Neutron spin structure from e-He-3 scattering with double spectator tagging at the electron-ion collider

The spin structure function of the neutron is traditionally determined by measuring the spin asymmetry of inclusive electron deep inelastic scattering (DIS) off polarized He-3 nuclei. In such experiments, nuclear corrections are significant and must be treated carefully in the interpretation of experimental data. Here we study the feasibility of suppressing model dependencies by tagging both spectator protons in the process of DIS off neutrons in He-3 at the forthcoming Electron-Ion Collider (EIC).
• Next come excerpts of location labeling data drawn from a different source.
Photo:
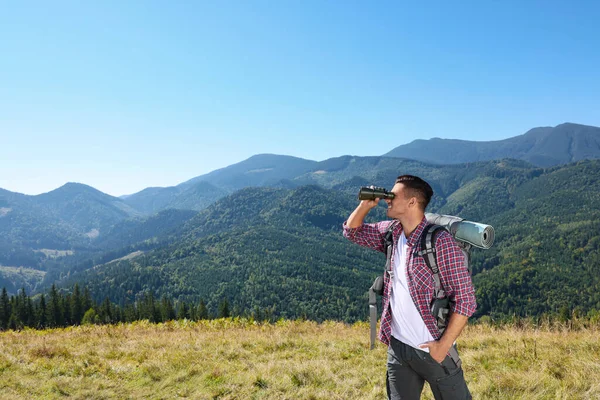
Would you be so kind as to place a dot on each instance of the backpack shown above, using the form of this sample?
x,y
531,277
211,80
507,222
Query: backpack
x,y
441,303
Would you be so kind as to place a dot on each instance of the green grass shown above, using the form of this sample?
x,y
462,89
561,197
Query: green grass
x,y
238,359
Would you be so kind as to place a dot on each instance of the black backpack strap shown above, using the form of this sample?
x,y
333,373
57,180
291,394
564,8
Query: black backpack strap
x,y
388,247
429,254
378,286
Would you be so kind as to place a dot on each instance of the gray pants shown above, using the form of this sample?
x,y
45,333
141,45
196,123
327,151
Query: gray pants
x,y
409,368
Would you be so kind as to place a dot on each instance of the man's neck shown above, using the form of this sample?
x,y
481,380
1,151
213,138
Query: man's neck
x,y
410,222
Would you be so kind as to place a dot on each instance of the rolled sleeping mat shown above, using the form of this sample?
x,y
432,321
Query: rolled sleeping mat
x,y
473,233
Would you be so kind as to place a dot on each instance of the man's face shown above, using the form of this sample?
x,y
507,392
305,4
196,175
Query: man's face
x,y
401,202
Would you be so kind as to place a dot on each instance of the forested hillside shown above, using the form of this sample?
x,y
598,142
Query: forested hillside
x,y
280,251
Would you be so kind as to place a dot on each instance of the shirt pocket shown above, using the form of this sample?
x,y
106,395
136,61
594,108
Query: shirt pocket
x,y
422,277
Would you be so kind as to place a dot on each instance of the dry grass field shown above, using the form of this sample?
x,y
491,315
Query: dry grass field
x,y
238,359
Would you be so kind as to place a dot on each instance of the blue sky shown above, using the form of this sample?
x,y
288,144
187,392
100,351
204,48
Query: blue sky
x,y
125,95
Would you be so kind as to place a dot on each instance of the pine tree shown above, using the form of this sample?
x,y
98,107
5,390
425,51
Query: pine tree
x,y
55,314
76,306
224,309
202,310
167,309
42,313
5,310
182,312
87,300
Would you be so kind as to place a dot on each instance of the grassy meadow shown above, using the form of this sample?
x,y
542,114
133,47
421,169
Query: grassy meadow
x,y
239,359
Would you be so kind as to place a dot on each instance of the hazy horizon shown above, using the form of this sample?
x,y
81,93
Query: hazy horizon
x,y
124,96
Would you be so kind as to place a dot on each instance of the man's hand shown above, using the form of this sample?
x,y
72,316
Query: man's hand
x,y
370,204
357,217
437,350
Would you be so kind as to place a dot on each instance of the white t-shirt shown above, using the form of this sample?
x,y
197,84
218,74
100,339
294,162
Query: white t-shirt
x,y
407,323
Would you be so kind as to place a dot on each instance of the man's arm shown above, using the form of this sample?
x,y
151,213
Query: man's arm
x,y
366,235
438,349
457,283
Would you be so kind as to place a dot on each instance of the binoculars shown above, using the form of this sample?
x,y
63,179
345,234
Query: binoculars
x,y
372,193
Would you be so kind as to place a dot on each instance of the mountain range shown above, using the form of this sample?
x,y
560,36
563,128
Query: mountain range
x,y
543,147
265,233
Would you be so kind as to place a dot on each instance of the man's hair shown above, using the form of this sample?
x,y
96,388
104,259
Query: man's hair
x,y
417,187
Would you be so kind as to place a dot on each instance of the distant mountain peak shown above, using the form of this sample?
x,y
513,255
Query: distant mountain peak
x,y
542,146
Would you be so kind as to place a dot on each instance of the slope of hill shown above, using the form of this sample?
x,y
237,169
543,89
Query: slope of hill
x,y
195,196
69,217
282,250
258,170
544,147
272,256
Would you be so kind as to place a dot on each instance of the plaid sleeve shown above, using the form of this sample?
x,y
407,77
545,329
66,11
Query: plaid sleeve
x,y
455,275
368,235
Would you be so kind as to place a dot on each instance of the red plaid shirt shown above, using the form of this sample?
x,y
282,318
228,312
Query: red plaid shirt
x,y
454,275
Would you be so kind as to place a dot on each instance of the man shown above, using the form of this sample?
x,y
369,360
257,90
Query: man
x,y
416,350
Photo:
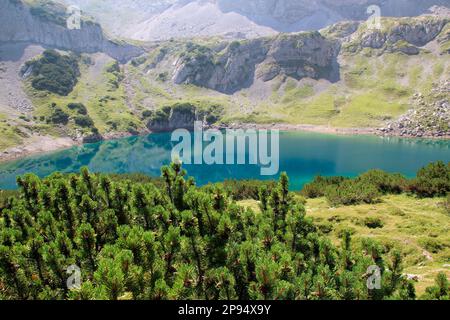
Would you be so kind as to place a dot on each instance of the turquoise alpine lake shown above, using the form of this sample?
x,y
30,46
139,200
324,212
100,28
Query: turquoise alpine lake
x,y
302,155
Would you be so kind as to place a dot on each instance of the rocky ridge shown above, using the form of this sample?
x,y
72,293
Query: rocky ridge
x,y
296,55
425,119
20,23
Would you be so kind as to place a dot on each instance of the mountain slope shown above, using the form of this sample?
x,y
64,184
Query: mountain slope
x,y
345,76
42,22
165,19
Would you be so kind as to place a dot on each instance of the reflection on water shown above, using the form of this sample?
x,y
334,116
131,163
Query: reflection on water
x,y
302,155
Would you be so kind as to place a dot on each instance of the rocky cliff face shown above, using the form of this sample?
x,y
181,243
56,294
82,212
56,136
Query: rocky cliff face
x,y
19,24
164,19
404,35
297,55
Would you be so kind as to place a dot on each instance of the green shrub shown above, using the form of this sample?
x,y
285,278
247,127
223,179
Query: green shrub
x,y
246,189
373,223
54,72
386,183
432,181
174,242
441,289
84,121
79,107
317,187
432,245
147,114
58,116
5,195
351,192
447,204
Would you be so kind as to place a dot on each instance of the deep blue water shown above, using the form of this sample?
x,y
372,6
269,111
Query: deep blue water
x,y
302,156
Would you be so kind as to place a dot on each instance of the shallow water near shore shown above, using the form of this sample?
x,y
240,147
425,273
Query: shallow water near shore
x,y
303,155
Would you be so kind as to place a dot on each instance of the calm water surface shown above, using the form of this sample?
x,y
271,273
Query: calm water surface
x,y
302,156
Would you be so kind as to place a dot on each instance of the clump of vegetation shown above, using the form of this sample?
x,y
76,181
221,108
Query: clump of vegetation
x,y
114,74
441,289
245,189
351,192
79,107
373,223
58,116
54,72
210,114
137,241
6,196
432,181
84,121
384,182
49,11
317,187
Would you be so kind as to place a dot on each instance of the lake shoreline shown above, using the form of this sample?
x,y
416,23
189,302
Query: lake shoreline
x,y
45,144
This allows for a reconstruction of the momentum of the struck neutron to ensure it was nearly at rest in the initial state, thereby reducing sensitivity to nuclear corrections and suppressing contributions from electron DIS off protons in He-3. Using realistic accelerator and detector configurations, we demonstrate that the EIC can probe the neutron spin structure from x(B) of 0.003 to 0.651. We find that the double spectator tagging method results in reduced uncertainties by a factor of 2 on the extracted neutron spin asymmetries over all kinematics and by a factor of 10 in the low-x(B) region, thereby providing valuable insight into the spin and flavor structure of nucleons. (C) 2021 The Authors. Published by Elsevier B.V.